Research output: Contribution to journalArticle

38 Citations (Scopus)

Abstract

Background. Agents that block the CCR5 coreceptor for human immunodeficiency virus (HIV) have demonstrated potent antiretroviral activity. In early clinical studies, the CCR5 antagonist vicriviroc proved to be a safe and effective component of combination antiretroviral therapy. Methods. This double-blind, dose-ranging, phase 2 trial randomized subjects to receive 30 mg or 20 mg of vicriviroc or placebo once daily plus re-optimized background therapy containing a protease inhibitor with ritonavir.

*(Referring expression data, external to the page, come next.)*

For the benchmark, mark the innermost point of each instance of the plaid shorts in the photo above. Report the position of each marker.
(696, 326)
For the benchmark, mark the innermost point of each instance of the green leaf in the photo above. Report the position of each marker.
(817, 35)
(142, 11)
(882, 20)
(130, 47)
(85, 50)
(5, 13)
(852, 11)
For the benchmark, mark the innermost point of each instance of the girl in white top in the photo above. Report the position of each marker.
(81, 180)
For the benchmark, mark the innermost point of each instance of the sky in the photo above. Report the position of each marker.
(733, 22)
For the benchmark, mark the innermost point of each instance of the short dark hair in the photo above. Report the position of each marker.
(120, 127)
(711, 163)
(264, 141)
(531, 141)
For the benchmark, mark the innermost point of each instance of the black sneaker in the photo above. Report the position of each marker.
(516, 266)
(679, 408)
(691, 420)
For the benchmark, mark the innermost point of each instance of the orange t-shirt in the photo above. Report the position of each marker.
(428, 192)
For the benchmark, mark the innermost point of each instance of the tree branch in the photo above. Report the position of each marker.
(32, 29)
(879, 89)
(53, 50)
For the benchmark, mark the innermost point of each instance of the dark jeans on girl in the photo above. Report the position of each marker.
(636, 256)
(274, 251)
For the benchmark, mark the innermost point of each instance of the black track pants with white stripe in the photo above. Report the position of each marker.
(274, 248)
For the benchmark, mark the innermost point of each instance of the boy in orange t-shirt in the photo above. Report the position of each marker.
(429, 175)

Subjects were adults infected with CCR5-tropic HIV who were experiencing failure of triple antiretroviral regimens. The primary end point was mean change in baseline log10 HIV RNA level at 48 weeks, based on an intent-to-treat analysis. Results. One hundred fourteen persons received vicriviroc at 30 mg (n = 39), vicriviroc at 20 mg (n = 40), or placebo (n = 35). The mean change in baseline HIV RNA level at week 48 was -1.77 log10 copies/mL for 30 mg of vicriviroc and -1.75 log10 copies/mL for 20 mg of vicriviroc, compared with -0.79 log10 copies/mL for placebo (P = .002 and P = .003, respectively, compared with placebo). Mean CD4 counts increased by 102, 136, and 63 cells/mm3 for 30 mg vicriviroc, 20 mg vicriviroc, and placebo, respectively (P = .260 and P = .039, respectively, compared with placebo). Rates of adverse events (mostly mild-to-moderate) were 111.4, 112.5, and 147.4 events per 100 subject-years, respectively. Conclusions. Vicriviroc administered with a protease inhibitor plus ritonavir-containing regimen shows potent antiretroviral and immunologic activity sustained over 48 weeks in treatment-experienced patients.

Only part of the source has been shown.